Maryanne Godboldo was arraigned before 36th District Magistrate Sidney Barthwell Jr. on charges of firing a weapon in a dwelling, felonious assault, resisting and obstructing an officer, and use of a firearm in the commission of a felony. Her bond was set at $500,000.

"I'm shocked by the amount of the bond. I never dreamed it would be set so high and she wouldn't be free to care for her daughter," said an outraged Deborah Thomas.

"Child Protective Services was trying to force her child to take a dangerous medication, Risperdal, against her will. We have been able to get a court order signed by [Wayne County Circuit Court] Judge Richard Skutt, staying the administration of this drug, which is not approved by the FDA in such cases. That's why they put her in Hawthorne, so they could dope her up," family attorney Allison Folmar told the media.

The Godboldo case is yet another example of CPS working in league with the police in order to kidnap children. Godboldo was obviously an excellent mother and not a threat to the police.
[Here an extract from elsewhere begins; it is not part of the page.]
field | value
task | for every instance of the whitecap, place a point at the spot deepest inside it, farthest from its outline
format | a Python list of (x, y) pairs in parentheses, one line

The fact they sent a tank to her apartment is more evidence that the state will react in a violent knee-jerk fashion when its authority is challenged.

Officials: Detroit girl taken in standoff doesn't need meds right now

Authorities have determined there is no emergency need for a 13-year-old girl to be on medication, after the girl's mother was accused of medically neglecting her by not giving her a psychotropic drug.

The girl has been in state custody since Child Protective Services workers showed up to take her, prompting an hours-long standoff between her mother and police.

Judge Lynne Pierce said during a hearing in Wayne County's juvenile court Wednesday that a jury trial in the case will begin June 8.

The girl's mother, Maryanne Godboldo, is accused of firing a gun at officers when CPS came to her Detroit home take her daughter.

Godboldo has said she should have the right to decide treatment for her daughter, whom she was weaning off the drug in favor of holistic methods.

Though officials said Wednesday that there was no immediate need to give the girl medication, Michigan Assistant Attorney General David Law said he may reintroduce the issue later if the need arises.

"They took her unlawfully," Godboldo said after Wednesday's hearing.

Godboldo has said she noticed changes in her daughter's behavior after a series of immunizations in 2009.

Mia Wenk, a CPS worker, testified earlier this month that she filed a petition containing multiple allegations of neglect, along with the order to take the child into protective custody, two weeks after she became involved in the case March 10.

An amended version of the petition was submitted to the court earlier this month.

Pierce will rule on emergency motions by defense attorneys on April 22.

Godboldo's attorney, Wanda Evans, has filed motions to dismiss and to relocate the child from a care facility in Northville, where she has been since shortly after the standoff with police ended March 25.

Pierce requested the child's advocate find out whether the girl can be medically discharged and placed with a qualified family member.

"I'd love to get this child into a family member's home," but the court, Pierce said, "has to follow the law."